2

I want to remove new lines from some html (with php) except in <pre> tags where whitespace is obviously important.

Jonny Barnes
  • 405
  • 1
  • 12
  • 28
  • 5
    This is essentially html minification, which is the subject of another post: http://stackoverflow.com/questions/728260/html-minification. – David Andres Sep 13 '09 at 20:37

3 Answers3

10

It may be 3 years later, but... The following code will remove all line breaks and whitespace at long as it is outside of pre tags. Cheers!

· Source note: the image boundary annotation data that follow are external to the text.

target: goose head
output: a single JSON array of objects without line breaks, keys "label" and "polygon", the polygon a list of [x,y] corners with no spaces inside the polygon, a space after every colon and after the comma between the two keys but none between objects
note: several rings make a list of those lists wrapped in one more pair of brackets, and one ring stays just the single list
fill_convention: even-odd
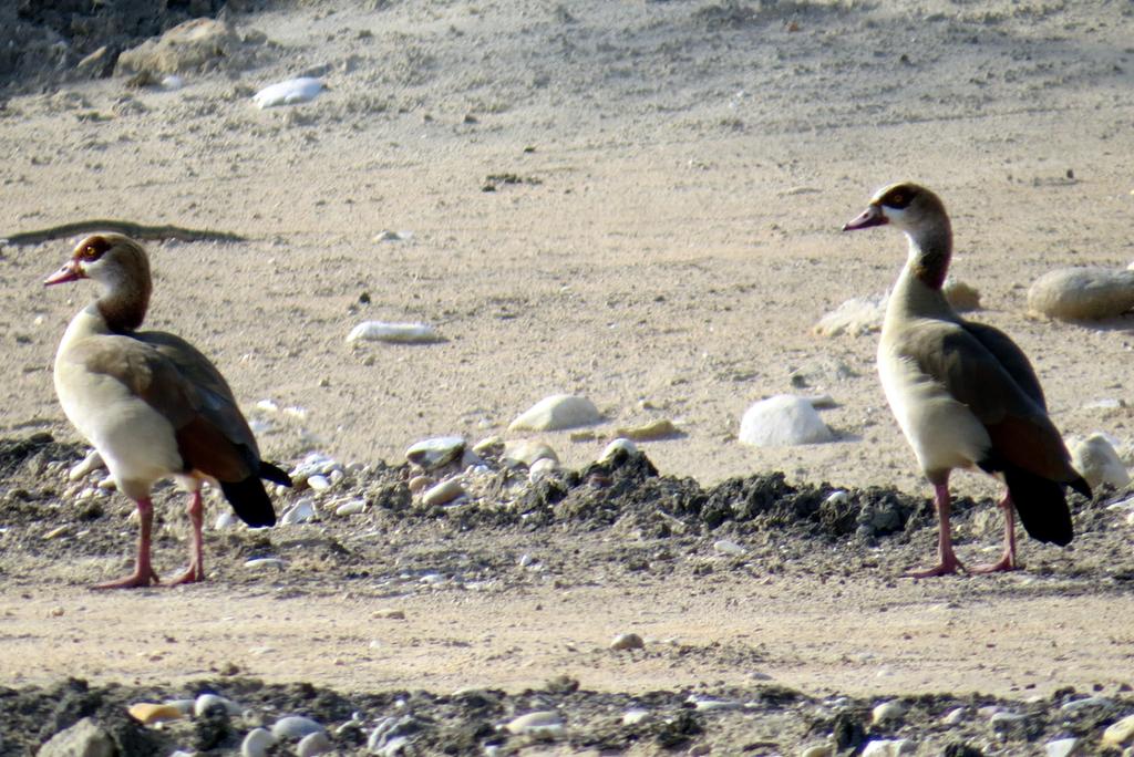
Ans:
[{"label": "goose head", "polygon": [[941,199],[925,187],[902,181],[882,187],[862,213],[844,224],[844,231],[892,226],[912,237],[948,223]]}]

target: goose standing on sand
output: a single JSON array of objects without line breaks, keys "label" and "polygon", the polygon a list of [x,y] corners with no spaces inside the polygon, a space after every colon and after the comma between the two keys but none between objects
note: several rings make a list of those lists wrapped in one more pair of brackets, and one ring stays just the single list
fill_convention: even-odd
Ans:
[{"label": "goose standing on sand", "polygon": [[1023,351],[992,326],[963,320],[946,301],[941,286],[953,230],[938,196],[915,184],[885,187],[843,230],[883,224],[905,232],[909,255],[890,292],[878,372],[890,409],[933,484],[940,518],[939,563],[909,575],[965,570],[949,534],[949,473],[974,466],[1002,476],[1008,492],[1000,502],[1004,555],[970,572],[1015,570],[1013,509],[1033,538],[1064,546],[1073,535],[1064,487],[1085,496],[1091,490],[1072,468]]},{"label": "goose standing on sand", "polygon": [[78,279],[94,280],[102,294],[71,320],[59,343],[56,393],[141,520],[134,572],[98,588],[159,582],[150,563],[150,488],[169,476],[191,493],[193,524],[188,570],[171,584],[204,580],[201,485],[219,482],[242,520],[271,526],[276,512],[260,479],[291,482],[260,459],[232,391],[204,355],[174,334],[136,331],[151,290],[150,262],[137,243],[116,233],[87,237],[44,283]]}]

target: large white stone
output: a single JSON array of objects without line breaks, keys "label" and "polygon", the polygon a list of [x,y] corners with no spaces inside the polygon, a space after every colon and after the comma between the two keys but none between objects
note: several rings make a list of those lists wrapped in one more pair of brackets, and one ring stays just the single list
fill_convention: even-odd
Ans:
[{"label": "large white stone", "polygon": [[1109,484],[1120,488],[1131,483],[1129,471],[1118,457],[1106,434],[1094,433],[1072,443],[1072,465],[1094,488]]},{"label": "large white stone", "polygon": [[560,431],[602,420],[594,402],[575,394],[552,394],[533,405],[511,422],[508,431]]},{"label": "large white stone", "polygon": [[792,446],[829,442],[835,434],[806,398],[777,394],[745,411],[739,439],[753,446]]},{"label": "large white stone", "polygon": [[1134,271],[1059,269],[1027,290],[1032,313],[1065,321],[1115,318],[1134,309]]}]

function sanitize_output($buffer)
{
    $search = array(
        '/\>[^\S ]+/s', //strip whitespaces after tags, except space
        '/[^\S ]+\</s', //strip whitespaces before tags, except space
        '/(\s)+/s'  // shorten multiple whitespace sequences
        );
    $replace = array(
        '>',
        '<',
        '\\1'
        );

    $blocks = preg_split('/(<\/?pre[^>]*>)/', $buffer, null, PREG_SPLIT_DELIM_CAPTURE);
    $buffer = '';
    foreach($blocks as $i => $block)
    {
      if($i % 4 == 2)
        $buffer .= $block; //break out <pre>...</pre> with \n's
      else 
        $buffer .= preg_replace($search, $replace, $block);
    }

    return $buffer;
}

ob_start("sanitize_output");
smdrager
  • 7,137
  • 6
  • 39
  • 49
1

If the html is well formed, you can rely on the fact that <pre> tags aren't allowed to be nested. Make two passes: First you split the input into block of pre tags and everything else. You can use a regular expression for this task. Then you strip new lines from each non-pre block, and finally join them all back together.

Note that most html isn't well formed, so this approach may have some limits to where you can use it.

troelskn
  • 111,113
  • 23
  • 130
  • 153
1

Split the content up. This is easily done with...

$blocks = preg_split('/<(|\/)pre>/', $html);

Just be careful, because the $blocks elements won't contain the pre opening and closing tags. I feel that assume the HTML is valid is acceptable, and therefore you can expect the pre-blocks to be every other element in the array (1, 3, 5, ...). Easily tested with $i % 2 == 1.

Example "complete" script (modify as you need to)...

<?php
//out example HTML file - could just as easily be a read in file
$html = <<<EOF
<html>
  <head>
    <title>test</title>
  </head>
  <body>
    <h1>Title</h1>
    <p>
      This is an article about...
    </p>
    <pre>
      line one
      line two
      line three
    </pre>
    <div style="float: right:">
      random
    </div>
    </body>
</html>
EOF;

//break it all apart...
$blocks = preg_split('/<(|\/)pre>/', $html);

//and put it all back together again
$html = ""; //reuse as our buffer
foreach($blocks as $i => $block)
{
  if($i % 2 == 1)
    $html .= "\n<pre>$block</pre>\n"; //break out <pre>...</pre> with \n's
  else 
    $html .= str_replace(array("\n", "\r"), "", $block, $c);
}

echo $html;
?>
Sam Bisbee
  • 4,470
  • 19
  • 25